Mr Shah was granted planning permission to increase the floor space of the old house by around 45 per cent, and to build a new roof, but the council says he has far exceeded that, effectively making it a ‘new build’. He applied for retrospective planning permission for what he calls the ‘minor adjustments’ to the bungalow, but it was refused because the house is in the green belt and an area of outstanding natural beauty.
Yesterday Mr Shah, 45, a director of a beauty salon, who is appealing against the decision, admitted he ‘bent the rules slightly’.

But he disputes the council’s claim that he has increased the floor space by 200 per cent and questions why it waited until the end of the 18-month construction before ordering his new home to be razed to the ground.

He said: ‘The council haven’t done their homework properly before issuing an enforcement notice.

‘Their 200 per cent figure is ridiculous. They have lost the plot. I have measured it myself and I’ve increased it by 12 to 15 per cent. Yes, I have bent the rules slightly. But I only did it to make it aesthetically more pleasing. The old building was dilapidated; it was just awful. It was ugly and people have said it looked like a caravan site.
‘Yes, we have made some minor adjustments, but I don’t see the decision that has been made justifies demolishing the house.

‘I apologise for bending the rules, but the building has been going on for months.’

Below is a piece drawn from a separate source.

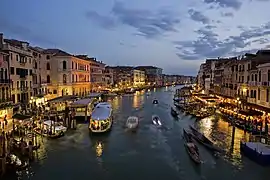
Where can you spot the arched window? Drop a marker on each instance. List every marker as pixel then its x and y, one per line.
pixel 64 78
pixel 64 65
pixel 48 66
pixel 48 79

He bought the five-bedroom bungalow in the village of Barton-Le-Clay in Bedfordshire for £750,000 in 2008, and started work on extending it.

Called The White House, it is set back 200ft from the road and approached by a winding driveway, with the nearest neighbours 20 yards away on either side.

There have been 11 formal complaints from neighbours, who say the property ‘clashes with other houses on the road’ and it ‘sticks out like a sore thumb’. The parish council also says it is ‘out of character’ and ‘disproportionate’.

But Mr Shah countered: ‘It doesn’t overlook anyone, and you’ve always been able to see it from the road.’

Councillor Nigel Young said: ‘Councils must follow planning law and planning regulation and this is well outside planning regulation, so we are obliged, as we are with all cases of unlawful development, to act on behalf of all our residents and issue enforcement notices.’